Una revisión exhaustiva de ensayos clínicos sugiere que el ayuno intermitente (AI) no ofrece ningún beneficio significativo en la pérdida de peso en comparación con el consejo dietético estándar o incluso no hacer nada en absoluto. Los hallazgos desafían la creciente popularidad de la IF como estrategia de pérdida de peso y plantean dudas sobre su eficacia en personas con sobrepeso y obesidad.
El auge y la caída del ayuno intermitente
El ayuno intermitente, que implica alternar entre períodos de ayuno voluntario y períodos de no ayuno en un horario regular, ha ganado fuerza en los últimos años. Los métodos comunes incluyen la dieta 16:8 (ayuno durante 16 horas, comer dentro de un período de 8 horas) y la dieta 5:2 (alimentación normal durante cinco días, restricción severa de calorías durante dos). La suposición subyacente es que restringir los horarios de las comidas conduce a una reducción de la ingesta total de calorías. Sin embargo, la evidencia ahora indica que esto puede no ser cierto.

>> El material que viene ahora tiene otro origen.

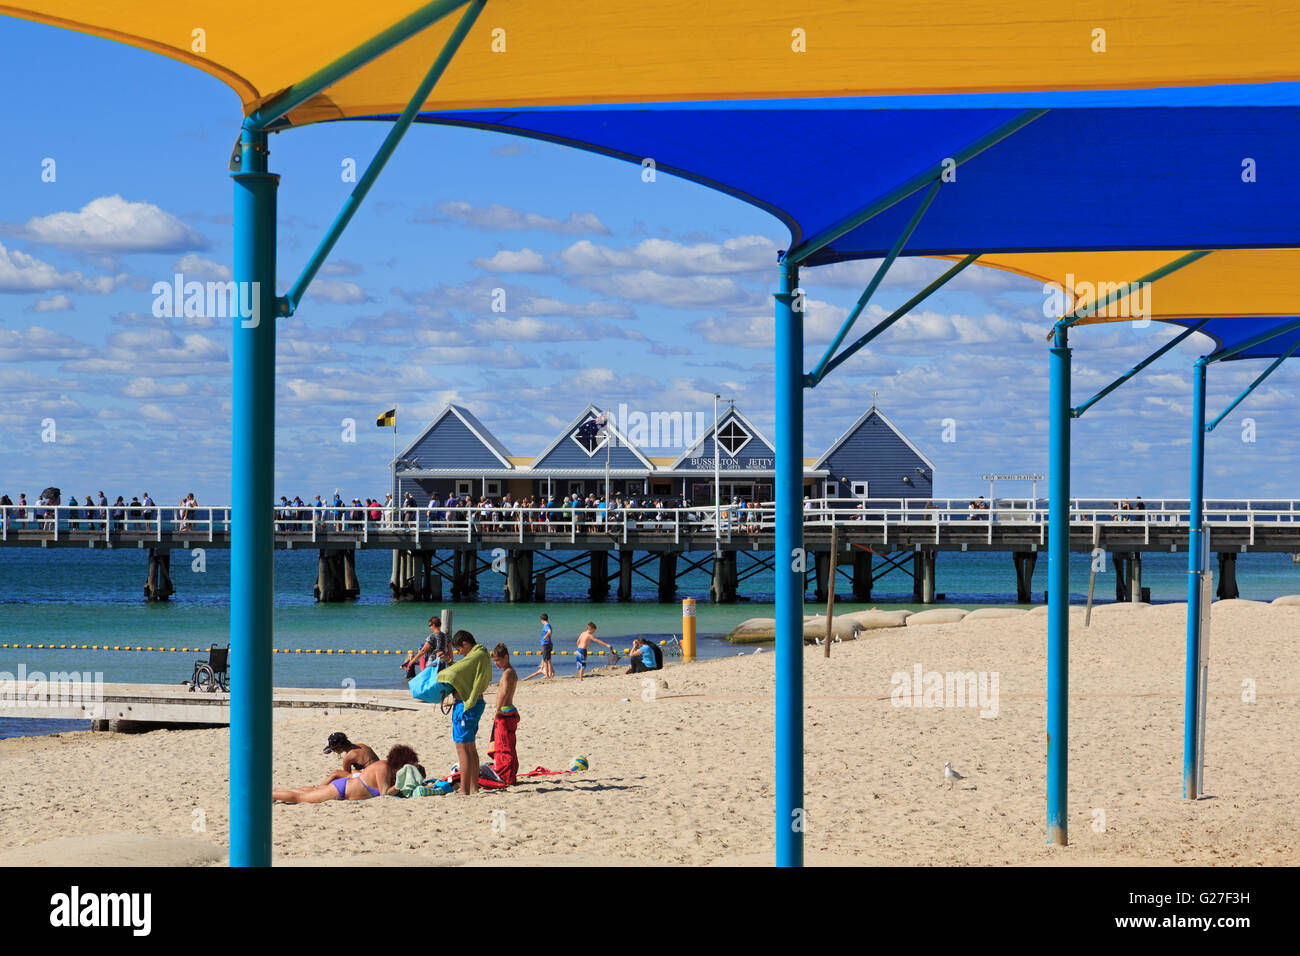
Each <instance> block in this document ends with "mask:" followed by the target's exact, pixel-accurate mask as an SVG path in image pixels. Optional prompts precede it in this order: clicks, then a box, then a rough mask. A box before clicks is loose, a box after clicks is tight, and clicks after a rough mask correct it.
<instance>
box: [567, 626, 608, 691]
mask: <svg viewBox="0 0 1300 956" xmlns="http://www.w3.org/2000/svg"><path fill="white" fill-rule="evenodd" d="M591 641H595V643H597V644H599V645H601V646H602V648H608V649H610V650H614V645H612V644H606V643H604V641H602V640H601V639H599V637H597V636H595V622H593V620H589V622H586V630H585V631H584V632H582V633H580V635H578V636H577V650H576V652H575V657H577V679H578V680H581V679H582V675H584V674H585V672H586V649H588V648H589V646H591Z"/></svg>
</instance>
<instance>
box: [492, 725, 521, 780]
mask: <svg viewBox="0 0 1300 956" xmlns="http://www.w3.org/2000/svg"><path fill="white" fill-rule="evenodd" d="M516 727H519V711H517V710H516V711H513V713H511V714H504V715H498V717H495V718H493V722H491V750H490V752H489V753H490V756H491V758H493V763H491V769H493V770H495V771H497V777H499V778H500V779H502V780H504V782H506V784H507V786H508V784H511V783H515V780H516V778H517V777H519V754H517V753H516V752H515V728H516Z"/></svg>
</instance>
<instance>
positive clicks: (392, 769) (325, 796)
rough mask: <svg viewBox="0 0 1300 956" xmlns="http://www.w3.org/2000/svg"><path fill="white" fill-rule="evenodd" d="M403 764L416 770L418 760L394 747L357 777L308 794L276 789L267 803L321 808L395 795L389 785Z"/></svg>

Hallazgos clave del metanálisis
Investigadores dirigidos por Luis Garegnani del Hospital Italiano de Buenos Aires analizaron datos de 22 ensayos controlados aleatorios en los que participaron casi 2.000 adultos en varios continentes. Los participantes del estudio tenían entre 18 y 80 años y tenían sobrepeso u obesidad.
Los resultados fueron claros: IF no mostró diferencias estadísticamente significativas en la pérdida de peso en comparación con la dieta convencional o simplemente no realizó cambios en la dieta. Como afirma Garegnani, “el ayuno intermitente simplemente no parece funcionar para los adultos con sobrepeso u obesidad que intentan perder peso”.
Preocupaciones y advertencias: ¿Son confiables los datos?
A pesar de la contundente conclusión, algunos expertos advierten contra la sobreinterpretación. Satchidananda Panda del Instituto Salk señala que muchos ensayos no verificaron la adherencia de los participantes al régimen IF. Sin confirmación de que las personas realmente siguieron el protocolo de ayuno, los resultados siguen siendo cuestionables. Panda describe acertadamente la situación como “construir una catedral sobre arenas movedizas”.
Más allá de la pérdida de peso: ¿qué más se desconoce?
El análisis se centró únicamente en la pérdida de peso. Las implicaciones más amplias para la salud de la IF aún no están claras. Algunos estudios sugieren riesgos potenciales, como un mayor riesgo de enfermedad cardíaca, mientras que otros insinúan beneficios como una mejora de la inmunidad y la salud intestinal. Se necesita más investigación para determinar los efectos a largo plazo del IF en diversos parámetros fisiológicos.
Conclusión
La evidencia más reciente arroja dudas sobre la eficacia del ayuno intermitente como herramienta de pérdida de peso para personas con sobrepeso u obesidad. Si bien puede ser adecuado para algunos, los hallazgos refuerzan la idea de que el control de peso sostenible requiere estrategias más amplias, no sólo dietas de moda. Por ahora, el revuelo que rodea al FI parece no estar respaldado en gran medida por evidencia científica rigurosa.